L’età della donna è comunque uno dei fattori principali che più riduce la possibilità di avere un bambino. I tassi di successo per madri over 40 sono uguali o inferiori al 10-15% a seconda delle casistiche, e diventano trascurabili dopo i 43 aa mentre sono superiori se si ricorre alla donazione di ovociti derivati da donne più giovani.
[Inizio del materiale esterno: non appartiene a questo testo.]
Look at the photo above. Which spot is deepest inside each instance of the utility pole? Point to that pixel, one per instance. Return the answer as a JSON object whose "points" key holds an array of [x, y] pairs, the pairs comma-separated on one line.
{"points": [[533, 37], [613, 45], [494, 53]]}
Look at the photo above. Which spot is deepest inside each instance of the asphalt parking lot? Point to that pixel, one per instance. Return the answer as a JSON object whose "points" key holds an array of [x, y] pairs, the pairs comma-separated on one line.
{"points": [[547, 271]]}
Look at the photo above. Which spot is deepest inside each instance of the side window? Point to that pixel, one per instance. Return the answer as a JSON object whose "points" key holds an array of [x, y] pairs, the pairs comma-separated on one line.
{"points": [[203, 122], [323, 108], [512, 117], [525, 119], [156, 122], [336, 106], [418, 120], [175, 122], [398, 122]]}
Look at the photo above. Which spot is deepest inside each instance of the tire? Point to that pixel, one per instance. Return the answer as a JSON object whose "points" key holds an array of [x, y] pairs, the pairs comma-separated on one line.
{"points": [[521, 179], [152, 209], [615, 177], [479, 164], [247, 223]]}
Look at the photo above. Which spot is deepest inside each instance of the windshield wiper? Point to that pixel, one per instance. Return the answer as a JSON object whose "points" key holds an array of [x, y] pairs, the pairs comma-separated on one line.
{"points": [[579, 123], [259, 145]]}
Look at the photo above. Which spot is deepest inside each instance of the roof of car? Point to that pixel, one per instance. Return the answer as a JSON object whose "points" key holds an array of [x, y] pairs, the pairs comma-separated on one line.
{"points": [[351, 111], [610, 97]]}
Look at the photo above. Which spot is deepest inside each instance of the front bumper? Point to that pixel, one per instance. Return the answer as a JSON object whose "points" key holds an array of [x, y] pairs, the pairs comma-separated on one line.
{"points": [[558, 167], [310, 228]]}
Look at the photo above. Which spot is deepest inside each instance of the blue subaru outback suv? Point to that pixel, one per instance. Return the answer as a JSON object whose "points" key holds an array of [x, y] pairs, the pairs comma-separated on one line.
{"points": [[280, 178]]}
Nelle tecniche di I livello (11.5% nascita per paziente), nelle pazienti con età inferiore ai 34 anni la probabilità di ottenere una gravidanza è del 13,3%; nelle pazienti con più di 42 anni la percentuale scende al 2,6%. Nelle tecniche di II e III livello (18.0% nascita per paziente), nelle pazienti con età inferiore ai 34 anni la percentuale di gravidanza sui prelievi (tecniche a fresco) è del 30,8% e scende fino al 5,7% nelle pazienti con età superiore a 43 anni.
Per chi poi non riesce neanche così c’è che pensa all’adozione, ma in molti vi rinunciato causa gli ostacoli e le lungaggini burocratiche.
Quindi ritornando alla campagna promossa dal ministero della Salute, magari bisognerebbe chiedersi come mai l’Italia è il terzultimo Paese europeo per numero di donne occupate, davanti solo alla Grecia e alla Macedonia. In Italia infatti lavora solo il 57% delle donne. Magari nella prossima campagna #FertilityDay i creativi potrebbero aggiungere un asterisco, quello del welfare: con un sostentamento sociale in più molte donne magari prenderebbero in considerazione in maniera più serena l’idea di un figlio. Sentendosi più protette sia a livello sanitario, sociale e umano.